For the twenty-eighth week running conventional fund (ex-ETF) investors were net redeemers of equity funds, redeeming $2.1 billion from the group (despite its posting a positive return of 1.94%). Domestic equity funds, handing back a little more than $2.7 billion, witnessed their thirty-third consecutive week of net outflows and posted a weekly performance decline of 1.90%. Meanwhile, their nondomestic equity fund counterparts, posting a 2.04% return for the week, witnessed net inflows (+$0.7 billion) for the first week in 13. On the domestic side investors lightened up on large-cap funds, redeeming a net $2.2 billion. On the nondomestic side global equity funds witnessed $0.7 billion of net inflows.

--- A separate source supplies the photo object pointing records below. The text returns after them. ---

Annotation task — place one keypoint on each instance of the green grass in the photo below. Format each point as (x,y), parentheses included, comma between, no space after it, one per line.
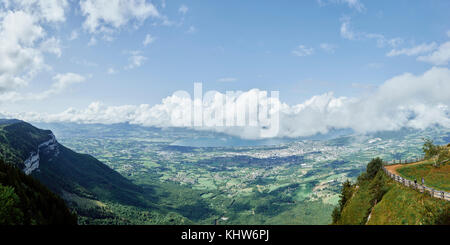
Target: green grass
(358,207)
(404,206)
(438,178)
(399,205)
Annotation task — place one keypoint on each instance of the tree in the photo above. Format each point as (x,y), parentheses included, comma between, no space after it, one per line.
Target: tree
(373,167)
(10,214)
(439,154)
(430,149)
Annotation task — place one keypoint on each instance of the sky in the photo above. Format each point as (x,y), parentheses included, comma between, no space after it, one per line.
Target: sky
(335,63)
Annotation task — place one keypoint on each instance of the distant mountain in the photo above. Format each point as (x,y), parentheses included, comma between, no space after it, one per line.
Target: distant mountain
(96,192)
(375,199)
(25,201)
(38,153)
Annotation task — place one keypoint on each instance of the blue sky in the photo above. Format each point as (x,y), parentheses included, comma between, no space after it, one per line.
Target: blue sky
(300,48)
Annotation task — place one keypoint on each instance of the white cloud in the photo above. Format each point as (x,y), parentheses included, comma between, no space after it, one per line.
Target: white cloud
(20,55)
(73,35)
(135,60)
(183,9)
(148,40)
(106,15)
(24,41)
(302,50)
(416,50)
(227,79)
(439,57)
(327,47)
(111,71)
(407,100)
(48,10)
(52,45)
(355,4)
(347,32)
(60,84)
(92,41)
(191,30)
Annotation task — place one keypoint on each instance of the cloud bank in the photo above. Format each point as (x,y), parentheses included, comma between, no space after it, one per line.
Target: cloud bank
(407,100)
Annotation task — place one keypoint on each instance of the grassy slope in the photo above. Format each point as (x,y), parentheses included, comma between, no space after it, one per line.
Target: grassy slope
(399,205)
(438,178)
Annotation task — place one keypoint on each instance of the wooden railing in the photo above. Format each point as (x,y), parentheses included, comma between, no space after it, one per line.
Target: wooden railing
(404,161)
(421,188)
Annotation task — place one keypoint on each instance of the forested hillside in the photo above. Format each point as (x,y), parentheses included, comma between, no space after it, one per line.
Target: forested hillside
(25,201)
(375,199)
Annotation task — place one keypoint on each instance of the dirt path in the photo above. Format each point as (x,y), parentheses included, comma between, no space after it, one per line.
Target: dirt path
(393,168)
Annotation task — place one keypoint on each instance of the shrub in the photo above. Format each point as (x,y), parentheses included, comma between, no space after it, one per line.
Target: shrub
(373,167)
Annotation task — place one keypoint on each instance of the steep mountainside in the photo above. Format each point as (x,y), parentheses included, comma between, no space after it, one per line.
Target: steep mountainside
(97,193)
(38,154)
(25,201)
(375,199)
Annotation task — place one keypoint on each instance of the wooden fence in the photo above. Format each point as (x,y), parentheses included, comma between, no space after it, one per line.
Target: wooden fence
(421,188)
(404,161)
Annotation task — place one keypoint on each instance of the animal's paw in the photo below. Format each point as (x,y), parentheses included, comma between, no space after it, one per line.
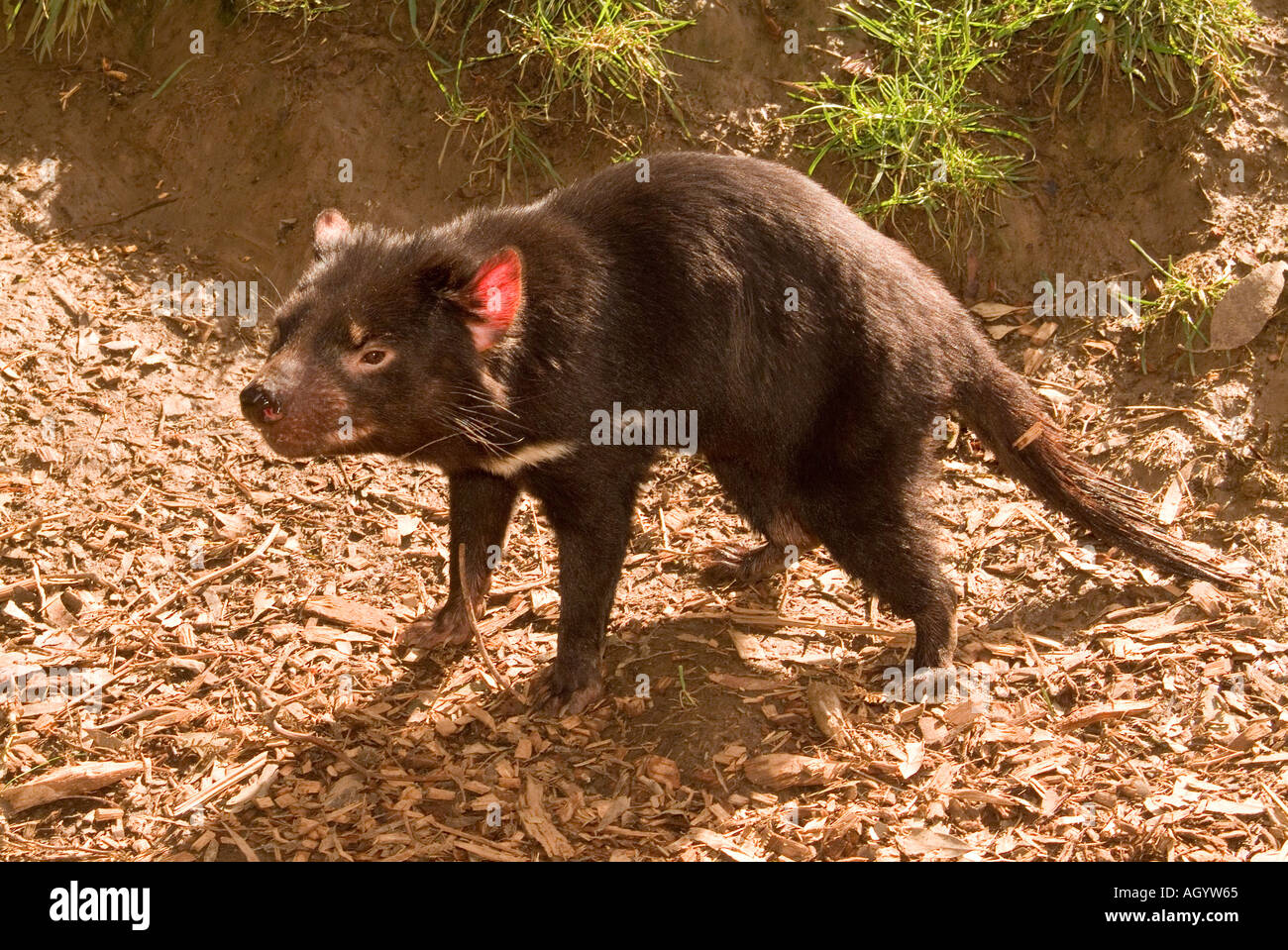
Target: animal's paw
(734,566)
(449,626)
(567,687)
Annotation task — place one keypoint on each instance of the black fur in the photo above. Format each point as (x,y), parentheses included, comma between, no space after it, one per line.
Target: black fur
(670,293)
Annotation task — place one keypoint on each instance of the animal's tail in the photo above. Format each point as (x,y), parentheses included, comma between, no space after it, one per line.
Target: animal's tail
(1010,417)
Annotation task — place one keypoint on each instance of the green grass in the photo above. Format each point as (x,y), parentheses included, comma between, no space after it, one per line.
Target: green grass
(1176,54)
(922,137)
(51,22)
(1186,297)
(579,62)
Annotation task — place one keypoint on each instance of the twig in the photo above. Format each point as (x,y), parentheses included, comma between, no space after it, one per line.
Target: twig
(214,575)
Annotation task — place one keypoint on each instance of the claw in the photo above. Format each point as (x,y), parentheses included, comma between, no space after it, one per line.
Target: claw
(734,566)
(450,626)
(567,690)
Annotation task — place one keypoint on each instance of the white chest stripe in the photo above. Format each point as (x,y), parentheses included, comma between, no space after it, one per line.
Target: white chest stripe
(527,456)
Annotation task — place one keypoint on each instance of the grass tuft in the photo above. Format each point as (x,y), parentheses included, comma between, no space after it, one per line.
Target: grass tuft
(52,21)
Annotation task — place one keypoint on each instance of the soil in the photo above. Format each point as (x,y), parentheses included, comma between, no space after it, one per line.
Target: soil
(1127,716)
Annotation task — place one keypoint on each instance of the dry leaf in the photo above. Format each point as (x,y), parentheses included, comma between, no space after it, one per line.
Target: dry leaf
(64,783)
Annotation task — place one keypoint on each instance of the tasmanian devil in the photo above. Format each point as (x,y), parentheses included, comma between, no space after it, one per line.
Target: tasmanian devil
(812,353)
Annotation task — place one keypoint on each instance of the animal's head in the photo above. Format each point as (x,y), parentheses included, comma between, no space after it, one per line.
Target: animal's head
(381,345)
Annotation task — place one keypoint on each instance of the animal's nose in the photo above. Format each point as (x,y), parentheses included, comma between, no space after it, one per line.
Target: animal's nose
(259,404)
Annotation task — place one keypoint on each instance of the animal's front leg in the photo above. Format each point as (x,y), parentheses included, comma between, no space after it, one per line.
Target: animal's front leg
(478,516)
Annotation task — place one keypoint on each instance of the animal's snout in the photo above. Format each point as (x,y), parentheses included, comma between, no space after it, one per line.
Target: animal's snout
(259,404)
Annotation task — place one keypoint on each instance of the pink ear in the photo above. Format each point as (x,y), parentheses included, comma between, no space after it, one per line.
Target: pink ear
(329,229)
(494,296)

For the second week in three taxable bond funds (ex-ETFs) witnessed net inflows, taking in a little over $2.2 billion. Balanced funds witnessed the largest net inflows of the group, taking in $1.1 billion, while international & global debt funds and corporate investment-grade debt funds attracted some $0.8 billion and $0.5 billion, respectively. Corporate high-yield funds suffered the largest net outflows, handing back $259 million of net redemptions, bettered by government/Treasury & mortgage funds (-$57 million). Despite Fed officials bypassing a rate hike in September, bank loan funds witnessed their third week of net inflows, attracting some $191 million for the week. Staying on their recent winning streak, for the fifty-first consecutive week municipal bond funds (ex-ETFs) witnessed net inflows, attracting some $0.4 billion this past week.